Is she trying to apologize? I nearly scoff. It’s too late for that. Five years too late.
“I’ll be honest,” I say lightly, ignoring her attempt at amends. “We usually do not show this part of the Théatre to noblesse, but I thought you might enjoy it. They say… well.” I lower my voice. “Did anyone tell you the true story behind Lac des Cygnes?”
She raises an eyebrow, clearly humoring me. “I did hear something about it being haunted.”
“Not only haunted,” I reply. “They say the ruins beneath its waters were once a shrine built in the center of the lake, dedicated to the Good Mothers. That after Bartrand de Roux’s betrayal, their wrath is what caused it to collapse. And do you want to know what else?”
“What?”
“They say there were people in the shrine when it collapsed… and that the skeletons of those people remain at the bottom of the lake. When there is a full moon like tonight, if you close your eyes and still your heartbeat, you can hear their screams carrying across the water.”
I break off as we arrive at the Théatre’s back doors.
They are plain and heavy, lacking in decoration—once they might have been used by a gardener, but in recent years they have been mainly used by actors seeking a place for trysts.
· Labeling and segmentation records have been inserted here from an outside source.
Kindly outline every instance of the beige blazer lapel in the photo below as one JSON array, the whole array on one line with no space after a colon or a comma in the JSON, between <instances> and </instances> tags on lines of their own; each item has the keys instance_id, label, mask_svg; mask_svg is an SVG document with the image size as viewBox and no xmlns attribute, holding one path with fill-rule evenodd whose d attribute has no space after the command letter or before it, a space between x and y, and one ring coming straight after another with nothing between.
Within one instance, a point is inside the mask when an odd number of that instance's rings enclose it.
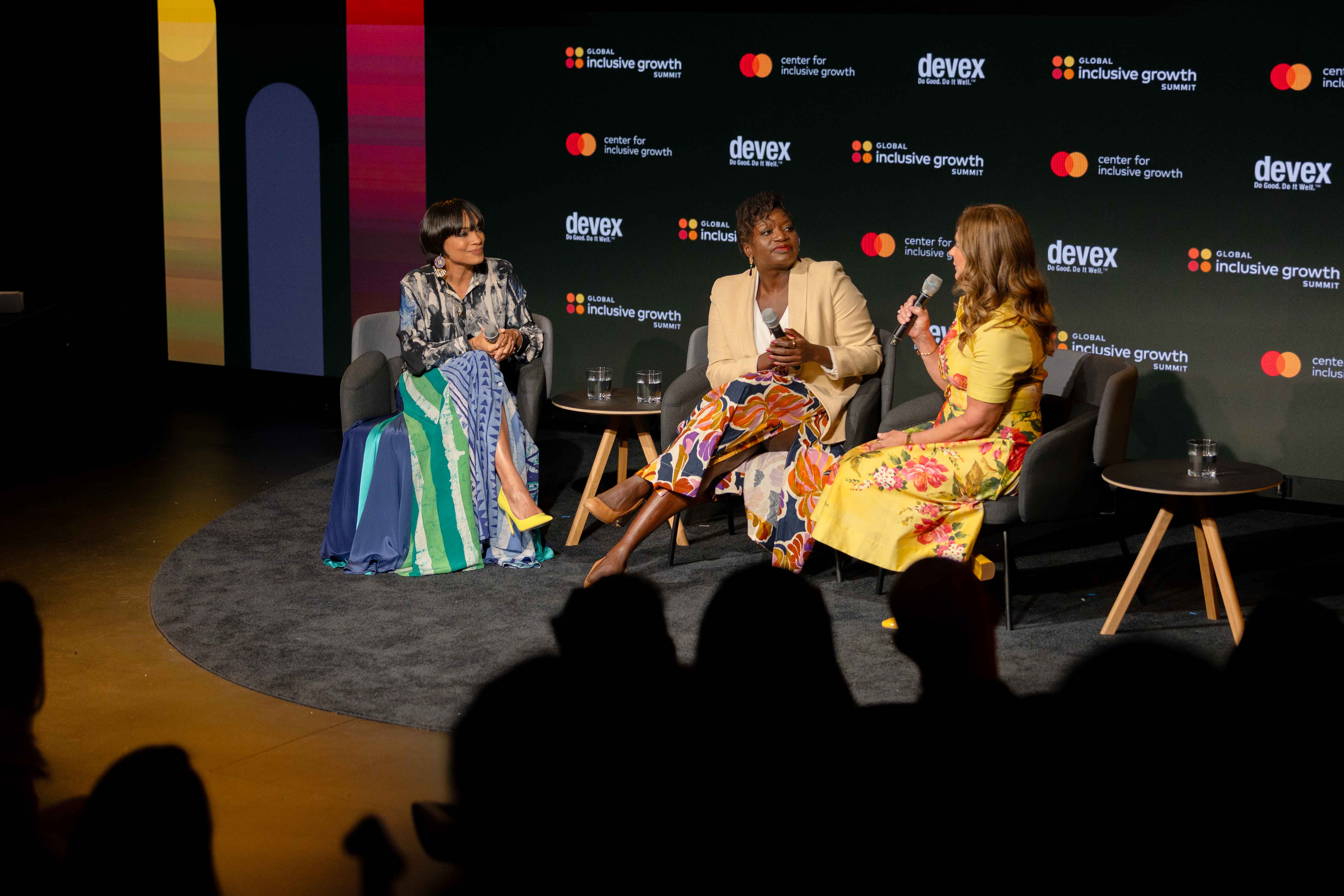
<instances>
[{"instance_id":1,"label":"beige blazer lapel","mask_svg":"<svg viewBox=\"0 0 1344 896\"><path fill-rule=\"evenodd\" d=\"M806 334L808 325L808 269L810 258L800 258L789 271L789 328Z\"/></svg>"}]
</instances>

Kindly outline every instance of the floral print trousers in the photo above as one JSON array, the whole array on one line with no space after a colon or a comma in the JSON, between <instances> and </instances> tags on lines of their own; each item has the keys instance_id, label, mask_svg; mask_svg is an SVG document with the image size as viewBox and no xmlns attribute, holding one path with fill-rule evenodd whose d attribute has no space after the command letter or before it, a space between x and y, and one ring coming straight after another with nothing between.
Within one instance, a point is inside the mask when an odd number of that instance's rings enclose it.
<instances>
[{"instance_id":1,"label":"floral print trousers","mask_svg":"<svg viewBox=\"0 0 1344 896\"><path fill-rule=\"evenodd\" d=\"M953 386L937 419L906 431L965 410L966 392ZM988 438L856 447L813 509L814 536L884 570L905 571L930 556L965 560L985 519L982 502L1017 488L1023 455L1040 431L1040 383L1034 383L1013 394Z\"/></svg>"},{"instance_id":2,"label":"floral print trousers","mask_svg":"<svg viewBox=\"0 0 1344 896\"><path fill-rule=\"evenodd\" d=\"M833 476L840 446L821 443L825 408L802 380L771 371L739 376L700 399L668 449L640 470L657 488L694 496L715 463L798 427L786 454L774 462L751 458L714 484L715 496L742 494L751 540L770 551L770 563L800 572L812 552L812 509ZM780 462L782 461L782 463Z\"/></svg>"}]
</instances>

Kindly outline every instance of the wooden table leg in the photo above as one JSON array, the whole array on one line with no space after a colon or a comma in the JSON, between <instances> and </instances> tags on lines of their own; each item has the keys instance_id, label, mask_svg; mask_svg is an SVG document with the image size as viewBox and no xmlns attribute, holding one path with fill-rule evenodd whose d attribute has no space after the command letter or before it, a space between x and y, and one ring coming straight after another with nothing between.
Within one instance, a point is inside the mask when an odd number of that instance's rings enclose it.
<instances>
[{"instance_id":1,"label":"wooden table leg","mask_svg":"<svg viewBox=\"0 0 1344 896\"><path fill-rule=\"evenodd\" d=\"M583 524L587 523L587 508L583 506L590 497L597 494L597 486L602 482L602 474L606 472L606 461L612 457L612 443L616 441L616 427L620 424L617 418L607 418L606 430L602 433L602 441L597 446L597 457L593 458L593 469L589 470L589 481L583 486L583 497L579 498L579 509L574 512L574 523L570 524L570 537L564 539L564 544L574 547L579 543L579 536L583 535Z\"/></svg>"},{"instance_id":2,"label":"wooden table leg","mask_svg":"<svg viewBox=\"0 0 1344 896\"><path fill-rule=\"evenodd\" d=\"M621 420L616 438L616 484L620 485L625 482L630 467L630 427L625 420Z\"/></svg>"},{"instance_id":3,"label":"wooden table leg","mask_svg":"<svg viewBox=\"0 0 1344 896\"><path fill-rule=\"evenodd\" d=\"M1138 590L1138 583L1142 582L1144 574L1148 572L1148 564L1152 562L1153 555L1157 553L1157 545L1161 544L1163 535L1167 533L1167 527L1172 521L1172 509L1176 502L1168 501L1163 505L1163 509L1157 512L1157 519L1153 520L1153 528L1148 531L1148 537L1144 539L1144 547L1138 549L1138 556L1134 557L1134 566L1129 568L1129 575L1125 576L1125 586L1120 590L1116 596L1116 603L1110 607L1110 614L1106 617L1106 625L1101 627L1102 634L1116 634L1120 627L1120 621L1125 618L1125 611L1129 610L1129 602L1134 599L1134 592Z\"/></svg>"},{"instance_id":4,"label":"wooden table leg","mask_svg":"<svg viewBox=\"0 0 1344 896\"><path fill-rule=\"evenodd\" d=\"M1208 559L1218 575L1218 590L1223 592L1223 606L1227 609L1227 623L1232 627L1232 641L1242 642L1242 631L1246 630L1246 621L1242 619L1242 606L1236 602L1236 588L1232 586L1232 571L1227 566L1227 553L1223 552L1223 540L1218 537L1218 524L1214 517L1206 516L1199 521L1204 529L1204 541L1208 543Z\"/></svg>"},{"instance_id":5,"label":"wooden table leg","mask_svg":"<svg viewBox=\"0 0 1344 896\"><path fill-rule=\"evenodd\" d=\"M659 455L659 451L657 451L657 449L653 447L653 437L649 435L649 424L648 424L648 422L642 416L634 418L634 430L636 430L636 433L638 433L640 446L644 449L644 459L645 459L645 462L652 463L653 458L656 458ZM677 517L676 516L673 516L671 520L668 520L668 525L676 525L676 524L677 524ZM685 540L685 525L681 525L680 528L677 528L676 543L677 543L679 547L683 547L683 548L687 547L688 544L691 544L689 541Z\"/></svg>"},{"instance_id":6,"label":"wooden table leg","mask_svg":"<svg viewBox=\"0 0 1344 896\"><path fill-rule=\"evenodd\" d=\"M1203 517L1204 510L1196 504L1196 516ZM1199 552L1199 580L1204 586L1204 615L1210 619L1218 618L1218 586L1214 583L1214 567L1208 562L1208 541L1204 539L1204 527L1200 520L1195 520L1195 549Z\"/></svg>"}]
</instances>

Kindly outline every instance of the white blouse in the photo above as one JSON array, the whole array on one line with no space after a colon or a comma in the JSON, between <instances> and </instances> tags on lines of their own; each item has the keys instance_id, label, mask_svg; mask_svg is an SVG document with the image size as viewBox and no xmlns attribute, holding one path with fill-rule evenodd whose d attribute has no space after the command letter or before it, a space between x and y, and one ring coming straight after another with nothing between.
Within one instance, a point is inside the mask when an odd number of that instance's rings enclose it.
<instances>
[{"instance_id":1,"label":"white blouse","mask_svg":"<svg viewBox=\"0 0 1344 896\"><path fill-rule=\"evenodd\" d=\"M765 325L765 317L761 316L761 305L759 305L759 302L755 301L757 296L761 293L761 278L759 277L753 277L751 279L755 281L755 286L753 287L753 292L751 292L751 306L757 312L755 313L755 329L753 332L755 334L757 355L761 356L761 355L765 355L767 351L770 351L770 341L774 339L774 334L770 333L770 328ZM789 309L788 308L785 308L784 309L784 314L780 316L780 329L782 329L782 330L789 329ZM827 376L829 376L831 379L836 377L835 368L823 367L821 372L825 373Z\"/></svg>"}]
</instances>

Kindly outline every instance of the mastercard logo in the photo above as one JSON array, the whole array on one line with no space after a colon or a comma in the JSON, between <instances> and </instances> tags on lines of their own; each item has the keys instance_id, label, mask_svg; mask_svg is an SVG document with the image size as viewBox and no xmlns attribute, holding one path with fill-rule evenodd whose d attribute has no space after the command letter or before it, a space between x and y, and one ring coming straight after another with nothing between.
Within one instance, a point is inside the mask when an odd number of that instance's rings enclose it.
<instances>
[{"instance_id":1,"label":"mastercard logo","mask_svg":"<svg viewBox=\"0 0 1344 896\"><path fill-rule=\"evenodd\" d=\"M765 78L774 70L774 63L763 52L749 52L738 59L738 69L747 78Z\"/></svg>"},{"instance_id":2,"label":"mastercard logo","mask_svg":"<svg viewBox=\"0 0 1344 896\"><path fill-rule=\"evenodd\" d=\"M864 234L859 240L859 249L864 255L880 255L890 258L896 251L896 240L891 234Z\"/></svg>"},{"instance_id":3,"label":"mastercard logo","mask_svg":"<svg viewBox=\"0 0 1344 896\"><path fill-rule=\"evenodd\" d=\"M1302 372L1302 359L1293 352L1265 352L1261 355L1261 369L1270 376L1292 379Z\"/></svg>"},{"instance_id":4,"label":"mastercard logo","mask_svg":"<svg viewBox=\"0 0 1344 896\"><path fill-rule=\"evenodd\" d=\"M1189 263L1185 265L1187 269L1202 270L1206 274L1214 270L1214 266L1208 262L1208 259L1214 257L1212 251L1207 249L1191 249L1185 254L1189 255Z\"/></svg>"},{"instance_id":5,"label":"mastercard logo","mask_svg":"<svg viewBox=\"0 0 1344 896\"><path fill-rule=\"evenodd\" d=\"M1081 152L1056 152L1050 157L1050 171L1056 177L1082 177L1087 173L1087 156Z\"/></svg>"},{"instance_id":6,"label":"mastercard logo","mask_svg":"<svg viewBox=\"0 0 1344 896\"><path fill-rule=\"evenodd\" d=\"M597 137L574 132L564 138L564 148L571 156L591 156L597 152Z\"/></svg>"},{"instance_id":7,"label":"mastercard logo","mask_svg":"<svg viewBox=\"0 0 1344 896\"><path fill-rule=\"evenodd\" d=\"M1312 83L1312 70L1302 63L1290 66L1281 62L1269 70L1269 82L1278 90L1306 90L1306 85Z\"/></svg>"}]
</instances>

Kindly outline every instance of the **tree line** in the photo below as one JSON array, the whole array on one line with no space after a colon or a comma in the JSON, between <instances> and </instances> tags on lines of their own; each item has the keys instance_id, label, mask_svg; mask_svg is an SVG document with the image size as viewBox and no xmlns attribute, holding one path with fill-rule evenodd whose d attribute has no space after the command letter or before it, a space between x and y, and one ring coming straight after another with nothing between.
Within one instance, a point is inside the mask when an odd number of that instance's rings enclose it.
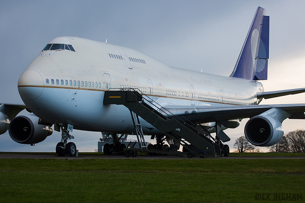
<instances>
[{"instance_id":1,"label":"tree line","mask_svg":"<svg viewBox=\"0 0 305 203\"><path fill-rule=\"evenodd\" d=\"M305 152L305 130L298 129L284 135L280 142L269 147L271 152Z\"/></svg>"},{"instance_id":2,"label":"tree line","mask_svg":"<svg viewBox=\"0 0 305 203\"><path fill-rule=\"evenodd\" d=\"M244 136L235 140L233 148L235 152L259 152L257 146L251 144ZM280 142L268 147L271 152L305 152L305 130L296 130L284 135Z\"/></svg>"}]
</instances>

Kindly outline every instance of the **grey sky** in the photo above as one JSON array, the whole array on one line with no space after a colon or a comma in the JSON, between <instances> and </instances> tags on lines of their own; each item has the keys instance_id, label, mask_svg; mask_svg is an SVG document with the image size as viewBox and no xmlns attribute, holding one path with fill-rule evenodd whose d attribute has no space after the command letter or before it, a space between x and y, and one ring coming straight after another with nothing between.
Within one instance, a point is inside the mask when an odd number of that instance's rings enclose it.
<instances>
[{"instance_id":1,"label":"grey sky","mask_svg":"<svg viewBox=\"0 0 305 203\"><path fill-rule=\"evenodd\" d=\"M305 86L305 5L303 1L0 1L0 102L22 103L17 82L24 69L55 37L77 36L140 51L165 64L229 75L256 8L270 16L268 80L266 91ZM305 95L264 101L263 104L303 103ZM246 120L226 132L234 141ZM287 131L303 121L285 121ZM81 151L97 149L100 133L75 131ZM8 132L0 135L0 151L54 151L55 132L34 147L19 144Z\"/></svg>"}]
</instances>

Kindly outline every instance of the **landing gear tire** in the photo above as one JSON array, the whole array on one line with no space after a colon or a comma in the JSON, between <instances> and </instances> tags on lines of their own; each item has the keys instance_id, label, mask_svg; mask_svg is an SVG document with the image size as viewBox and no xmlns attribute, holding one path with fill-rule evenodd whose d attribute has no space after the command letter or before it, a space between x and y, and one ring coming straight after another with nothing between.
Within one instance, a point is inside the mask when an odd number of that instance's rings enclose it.
<instances>
[{"instance_id":1,"label":"landing gear tire","mask_svg":"<svg viewBox=\"0 0 305 203\"><path fill-rule=\"evenodd\" d=\"M66 151L70 156L76 156L76 145L74 142L68 142L66 145Z\"/></svg>"},{"instance_id":2,"label":"landing gear tire","mask_svg":"<svg viewBox=\"0 0 305 203\"><path fill-rule=\"evenodd\" d=\"M230 147L228 145L225 145L224 146L224 156L228 156L230 153Z\"/></svg>"},{"instance_id":3,"label":"landing gear tire","mask_svg":"<svg viewBox=\"0 0 305 203\"><path fill-rule=\"evenodd\" d=\"M126 148L126 145L124 144L121 144L121 149L123 150L124 148Z\"/></svg>"},{"instance_id":4,"label":"landing gear tire","mask_svg":"<svg viewBox=\"0 0 305 203\"><path fill-rule=\"evenodd\" d=\"M104 145L104 149L103 150L104 155L109 155L109 149L110 148L110 145L108 143L106 143L105 144L105 145Z\"/></svg>"},{"instance_id":5,"label":"landing gear tire","mask_svg":"<svg viewBox=\"0 0 305 203\"><path fill-rule=\"evenodd\" d=\"M221 154L224 155L225 153L226 149L224 145L223 145L221 147Z\"/></svg>"},{"instance_id":6,"label":"landing gear tire","mask_svg":"<svg viewBox=\"0 0 305 203\"><path fill-rule=\"evenodd\" d=\"M56 145L56 148L55 151L56 154L59 156L64 156L66 155L66 150L63 149L61 147L63 146L63 142L58 142Z\"/></svg>"},{"instance_id":7,"label":"landing gear tire","mask_svg":"<svg viewBox=\"0 0 305 203\"><path fill-rule=\"evenodd\" d=\"M192 158L194 156L194 155L191 152L189 152L186 154L186 156L188 158Z\"/></svg>"},{"instance_id":8,"label":"landing gear tire","mask_svg":"<svg viewBox=\"0 0 305 203\"><path fill-rule=\"evenodd\" d=\"M147 145L147 149L150 150L153 150L155 148L153 147L153 145L150 144Z\"/></svg>"},{"instance_id":9,"label":"landing gear tire","mask_svg":"<svg viewBox=\"0 0 305 203\"><path fill-rule=\"evenodd\" d=\"M130 157L131 156L131 153L129 151L126 151L125 152L125 155L126 157Z\"/></svg>"}]
</instances>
That is, until Regnault and I began to carefully spread rumors of ghastly apparitions haunting the overgrown garden beyond.
Since then, no one has dared to use these doors, and I can be certain that Marie and I will be alone.
Without hesitation, I push them open and usher Marie through.
“Here we are,” I say with a flourish.
The gardens are not much of a sight, spindly and skeletal and bleached by a wan November moon.
Naked trees hold the space hostage, entombed in their own rotting leaves, while ivy chews at cracks in the Théatre walls and furious briars grapple the legs of statues.
The grass underfoot is bristly and frost-ruined, blades scraping against one another as a cold wind rushes by.
The whole is blotted upon a small hill that slips into the lacquer-smooth waters of Lac des Cygnes.
“It’s lovely,” Marie says softly, and she must be lying, because lovely is the last word anyone would use to describe the miserable carcass that sprawls before us.
Even the lake, in the night, is a slippery black thing smeared over the landscape like an old bloodstain.
Fog writhes over its waters, veiling the distant bank and the Chateau Front-du-Lac beyond.
But I did not bring Marie here to marvel at its beauty. I brought her here because the gardens are a lonely place, isolating—the perfect hatching ground for an illicit plot.
As if on cue, the candelabra in my hand snuffs out. The doors behind us slam shut as though by an unseen hand, and the wind picks up, tearing at Marie’s cloak. She makes a startled sound and turns to me, brushing stray curls out of her eyes. She smiles, barely concealing a nervous unease.